---
name: sf-debug
description: Salesforce debug log analysis and Apex diagnostic discipline (Brite edition) with 100-point scoring. TRIGGER when user analyzes debug logs, hits governor limits, reads stack traces, touches .log files, works in brite-salesforce, asks about Queueable silent-retry signatures, Web-to-Lead BeforeUpdate cascade, TraceFlag-driven root-cause loops (BC-5609 precedent), CronTrigger silent-retry after sandbox refresh, Apex Error email PII discipline, or Test.stopTest() async-drain anomalies. DO NOT TRIGGER when running Apex tests (use sf-testing), fixing Apex code (use sf-apex), or Agentforce session tracing (use sf-ai-agentforce-observability).
user-invocable: false
license: MIT
metadata:
  version: "1.1.0-brite.1"
  author: "Jag Valaiyapathy (upstream); Brite Company (customization)"
  upstream: "Jaganpro/sf-skills@ff1ab74"
  scoring: "100 points across 5 categories"
---

<!-- Adapted from Jaganpro/sf-skills@ff1ab74 (MIT). This file layers Brite conventions from brite-salesforce/CLAUDE.md §Apex & Automation + §Integrations (Named Credential + Web-to-Lead specifics). -->

# sf-debug: Salesforce Debug Log Analysis & Troubleshooting (Brite edition)

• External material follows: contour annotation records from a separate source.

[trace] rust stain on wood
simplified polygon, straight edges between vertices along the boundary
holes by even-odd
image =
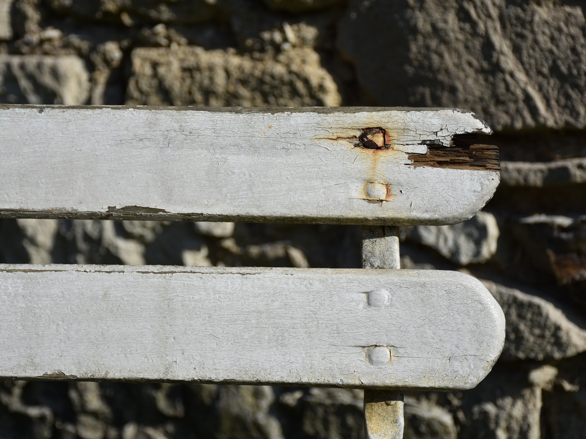
[[[380,126],[363,128],[358,137],[357,145],[355,146],[368,149],[389,149],[391,142],[387,130]]]
[[[411,166],[476,171],[499,171],[499,149],[490,145],[444,146],[430,145],[427,154],[410,154]]]

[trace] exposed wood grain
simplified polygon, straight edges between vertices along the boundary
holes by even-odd
[[[0,377],[462,389],[502,311],[434,270],[0,265]]]
[[[1,105],[0,217],[455,224],[499,173],[406,165],[471,132],[454,109]]]
[[[428,145],[427,154],[411,154],[414,166],[430,166],[447,169],[499,171],[499,149],[490,145],[467,146]]]

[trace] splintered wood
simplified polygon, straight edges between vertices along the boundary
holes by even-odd
[[[460,145],[490,132],[454,109],[0,105],[0,217],[455,224],[499,184],[496,149]]]

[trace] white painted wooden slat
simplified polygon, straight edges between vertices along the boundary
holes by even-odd
[[[0,377],[463,389],[504,342],[447,271],[0,265]]]
[[[409,157],[471,132],[453,109],[0,105],[0,217],[455,224],[498,171]]]

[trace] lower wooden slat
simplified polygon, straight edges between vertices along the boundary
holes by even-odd
[[[464,389],[505,318],[447,271],[0,265],[0,378]]]

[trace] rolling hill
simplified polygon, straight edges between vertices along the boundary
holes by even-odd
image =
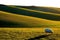
[[[0,5],[0,27],[60,27],[57,8]]]

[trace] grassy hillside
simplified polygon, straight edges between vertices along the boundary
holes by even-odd
[[[53,34],[37,40],[60,40],[60,28],[50,28]],[[0,28],[0,40],[28,40],[46,35],[45,28]]]
[[[18,15],[0,11],[0,26],[17,27],[59,27],[60,21],[46,20],[42,18]]]
[[[35,7],[33,7],[35,8]],[[49,11],[37,10],[16,6],[0,5],[1,27],[60,27],[60,14]],[[55,14],[54,14],[55,13]]]

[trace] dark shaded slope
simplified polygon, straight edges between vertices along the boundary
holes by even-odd
[[[31,12],[31,11],[18,9],[18,8],[8,7],[5,5],[0,5],[0,11],[6,11],[6,12],[14,13],[14,14],[21,14],[21,15],[33,16],[33,17],[38,17],[38,18],[43,18],[43,19],[48,19],[48,20],[60,21],[60,16]]]
[[[53,10],[53,9],[47,8],[47,7],[35,7],[35,6],[16,6],[16,7],[23,7],[23,8],[28,8],[28,9],[32,9],[32,10],[38,10],[38,11],[44,11],[44,12],[52,12],[52,13],[60,14],[60,11]]]

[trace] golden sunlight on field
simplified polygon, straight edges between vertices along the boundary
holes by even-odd
[[[52,29],[53,34],[37,40],[59,40],[60,28]],[[45,35],[45,28],[0,28],[0,40],[28,40]]]

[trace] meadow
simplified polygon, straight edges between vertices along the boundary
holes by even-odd
[[[60,27],[59,8],[0,5],[0,27]]]

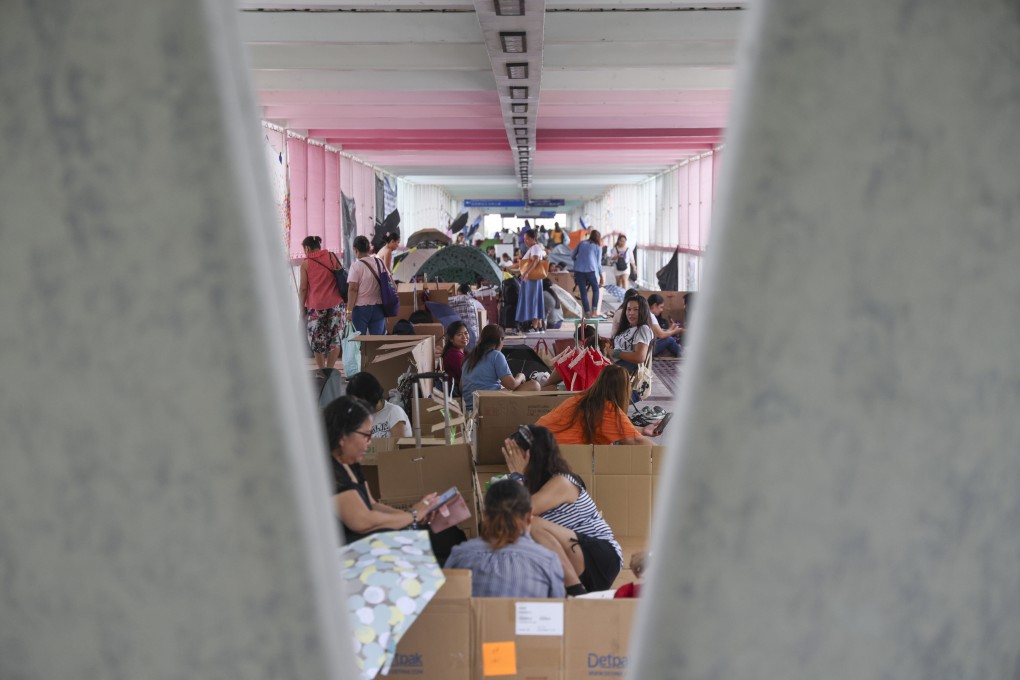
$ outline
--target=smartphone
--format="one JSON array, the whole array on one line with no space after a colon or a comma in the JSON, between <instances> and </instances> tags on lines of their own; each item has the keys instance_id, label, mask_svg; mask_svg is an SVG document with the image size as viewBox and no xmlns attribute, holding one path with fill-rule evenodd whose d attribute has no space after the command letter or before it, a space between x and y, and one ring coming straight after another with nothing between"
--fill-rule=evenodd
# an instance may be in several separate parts
<instances>
[{"instance_id":1,"label":"smartphone","mask_svg":"<svg viewBox=\"0 0 1020 680\"><path fill-rule=\"evenodd\" d=\"M672 417L673 414L671 413L667 413L666 415L664 415L662 417L662 420L659 421L659 424L655 426L654 430L652 430L652 436L659 436L660 434L662 434L662 432L666 429L666 423L668 423L669 419Z\"/></svg>"},{"instance_id":2,"label":"smartphone","mask_svg":"<svg viewBox=\"0 0 1020 680\"><path fill-rule=\"evenodd\" d=\"M443 504L450 502L454 496L457 495L457 487L451 486L443 492L442 495L436 498L432 504L428 507L428 512L425 515L431 515L437 510L443 507Z\"/></svg>"}]
</instances>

Use this skill when the user needs **root-cause analysis from debug logs**: governor-limit diagnosis, stack-trace interpretation, slow-query investigation, heap / CPU pressure analysis, or a reproduction-to-fix loop based on log evidence.

## Brite Context

Brite's diagnostic stance:

- **Apex-first Brite code means the debug targets are Apex.** Flows are rare (sf-flow covers the policy); debugging focuses on Apex trigger/service execution paths.
- **Queueable silent-retry is a common Brite signature.** N consecutive "Completed" `AsyncApexJob` rows for the same class in a short window = 1 original + (N-1) silent retries. It signals callout failure — almost always a Named Credential misconfiguration. Check the NC endpoint first, not the Apex.
- **Web-to-Lead has an implicit BeforeUpdate cascade.** Brite's Lead Settings (default Lead Owner + "Override the existing record type") drive an UPDATE after the initial before-insert completes. A trigger that appears to fire twice on a Web-to-Lead insert is exhibiting expected behavior.
- **Apex Error emails for Lead triggers go to the Web-to-Lead admin.** PII or employee emails in exception messages get redistributed broadly — use role-based descriptions ("Lead owner not configured for source X"), never direct names.

**See also:** [sf-testing](../sf-testing/SKILL.md) for prevention (resetting bypass flags before `Test.stopTest()`, static-state hygiene); [sf-apex](../sf-apex/SKILL.md) for the fix loop (trigger handler dispatch, Queueable `BATCH_SIZE=90` design, async defaults); `/revops:post-deploy-runbook` for the post-deploy verification that catches Named Credential misconfigs before they manifest as silent retries in production.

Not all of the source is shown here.